As the owner and executive chef at upscale Asheville eatery The Market Place, chef William Dissen is a firm believer in food with integrity. The ingredient activist makes regular trips to Capitol Hill to fight for transparent labeling of genetically modified foods and always sources his downtown eatery’s inputs with a keen eye toward sustainable production.
This week, the chef is traveling to Bristol Bay, Alaska, and he’s agreed to take Xpress‘ entire readership along for the ride. He’ll share updates and photographs throughout his sockeye salmon sourcing trip, during which Dissen plans to investigate “one of the most sustainable fisheries on the planet and what it takes to get wild seafood from ocean to fork.”
Chef Dissen’s initial check-in details his arrival in Alaska and goals for the trip:
Hello Alaska! I can’t believe I’ve finally made it here! My trip started out earlier this week with some personal exploration into the Kenai Peninsula, specifically over to Girdwood [in Anchorage] and Alyeska Ski Resort and then on to Homer and the Kachemak Bay State Wilderness Park.
Hiking, adventuring, and exploring Alaska and “the Last Frontier” has been an eye-opener into the vast grandeur of the wilderness of our most northern state. And with the opportunity of a lifetime to go to Alaska, I had to make sure to squeeze in as much adventure as possible!
But today, the real adventure starts. I’ve joined up with my cohorts from the Bristol Bay Regional Seafood Development Authority, journalists from around the US, and others in the sustainable food industry. Together, we are here to examine the salmon fishery in Bristol Bay: how the fish begin and end their life cycle, how they are harvested from the rivers and sea, and how they’re processed and sent around the world to get to our dinner tables.
My trip was put together by two great groups — The Chefs Collaborative (a national organization of sustainable chefs) and the Bristol Bay Regional Development Association (a state organization focusing on the development and operation of the fishery in Bristol Bay) — to help promote the sustainability of this federal fishery and to deepen understanding of the importance of sockeye salmon to this unique ecosystem, as well as how wild salmon help to feed the world.
At The Market Place restaurant, we are proud partners with the Monterey Bay Aquarium Seafood Watch program and have made a commitment to serve and sell only “sustainable seafood.” This means that the fish we put on our tables every night have not been over-harvested, have come from a federally-regulated fishery, and are safe to eat both in terms of health and their effect on the environment. We’ve made this connection for the health of our customers, and because of our desire to preserve the opportunity to eat seafood for generations to come.

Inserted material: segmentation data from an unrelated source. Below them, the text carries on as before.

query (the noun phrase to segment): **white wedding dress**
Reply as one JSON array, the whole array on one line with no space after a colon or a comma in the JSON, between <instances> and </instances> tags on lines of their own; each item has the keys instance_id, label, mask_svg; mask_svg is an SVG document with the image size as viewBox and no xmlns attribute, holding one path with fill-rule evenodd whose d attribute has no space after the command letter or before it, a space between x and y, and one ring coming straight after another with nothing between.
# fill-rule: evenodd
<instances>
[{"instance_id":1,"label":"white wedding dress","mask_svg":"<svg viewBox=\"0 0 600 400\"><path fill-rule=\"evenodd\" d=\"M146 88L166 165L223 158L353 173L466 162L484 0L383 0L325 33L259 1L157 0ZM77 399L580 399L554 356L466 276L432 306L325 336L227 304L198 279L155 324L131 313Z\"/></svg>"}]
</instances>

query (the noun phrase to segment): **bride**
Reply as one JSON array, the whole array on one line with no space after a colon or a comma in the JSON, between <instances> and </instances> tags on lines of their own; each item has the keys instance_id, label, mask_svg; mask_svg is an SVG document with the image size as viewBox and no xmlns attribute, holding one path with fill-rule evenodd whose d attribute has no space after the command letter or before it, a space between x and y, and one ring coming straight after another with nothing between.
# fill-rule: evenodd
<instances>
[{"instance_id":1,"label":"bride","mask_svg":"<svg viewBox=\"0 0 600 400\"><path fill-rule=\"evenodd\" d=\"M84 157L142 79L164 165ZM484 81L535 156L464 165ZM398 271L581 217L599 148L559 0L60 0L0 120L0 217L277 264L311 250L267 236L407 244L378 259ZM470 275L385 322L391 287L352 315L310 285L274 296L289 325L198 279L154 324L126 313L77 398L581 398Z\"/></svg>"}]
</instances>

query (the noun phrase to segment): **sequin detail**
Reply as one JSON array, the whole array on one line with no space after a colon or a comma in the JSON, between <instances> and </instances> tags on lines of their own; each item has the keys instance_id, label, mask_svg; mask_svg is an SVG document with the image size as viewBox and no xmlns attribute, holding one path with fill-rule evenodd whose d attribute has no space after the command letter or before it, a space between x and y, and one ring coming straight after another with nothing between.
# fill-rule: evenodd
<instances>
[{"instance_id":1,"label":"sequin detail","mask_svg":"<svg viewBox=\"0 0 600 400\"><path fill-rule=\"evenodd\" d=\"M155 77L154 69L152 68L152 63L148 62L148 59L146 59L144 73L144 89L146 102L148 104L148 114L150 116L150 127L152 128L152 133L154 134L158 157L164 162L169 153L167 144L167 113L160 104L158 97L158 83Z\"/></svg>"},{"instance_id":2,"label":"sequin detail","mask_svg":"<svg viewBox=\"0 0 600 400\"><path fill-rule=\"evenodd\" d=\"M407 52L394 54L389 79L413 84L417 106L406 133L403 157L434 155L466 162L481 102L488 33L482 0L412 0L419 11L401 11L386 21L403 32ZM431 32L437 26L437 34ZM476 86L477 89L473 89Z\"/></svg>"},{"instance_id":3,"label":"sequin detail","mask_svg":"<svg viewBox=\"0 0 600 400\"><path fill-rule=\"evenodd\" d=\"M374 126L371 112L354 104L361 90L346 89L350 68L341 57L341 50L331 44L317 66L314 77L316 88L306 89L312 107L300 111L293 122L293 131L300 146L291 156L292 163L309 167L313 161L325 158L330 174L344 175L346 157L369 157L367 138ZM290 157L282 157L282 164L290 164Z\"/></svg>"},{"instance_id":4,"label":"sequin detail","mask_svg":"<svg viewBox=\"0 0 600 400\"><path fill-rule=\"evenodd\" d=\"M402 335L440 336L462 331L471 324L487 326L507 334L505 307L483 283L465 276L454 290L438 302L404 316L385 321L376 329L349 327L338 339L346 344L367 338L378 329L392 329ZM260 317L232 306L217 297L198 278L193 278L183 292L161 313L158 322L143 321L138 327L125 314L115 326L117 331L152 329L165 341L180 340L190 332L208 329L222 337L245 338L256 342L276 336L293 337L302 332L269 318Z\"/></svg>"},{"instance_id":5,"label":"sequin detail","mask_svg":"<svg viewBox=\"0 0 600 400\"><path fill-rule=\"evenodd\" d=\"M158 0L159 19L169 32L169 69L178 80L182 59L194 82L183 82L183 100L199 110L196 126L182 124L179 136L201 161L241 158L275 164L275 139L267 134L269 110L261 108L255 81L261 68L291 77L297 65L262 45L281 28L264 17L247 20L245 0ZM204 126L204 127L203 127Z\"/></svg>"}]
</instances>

I’m hoping to showcase to everyone out there that there aren’t just “a lot of fish in the sea,” and that how we harvest seafood and the decisions we make about what we eat can have a direct effect on our environment.
As you follow me the next few days, I hope to give you a view into one of the most sustainable fisheries on the planet and what it takes to get wild seafood from ocean to fork.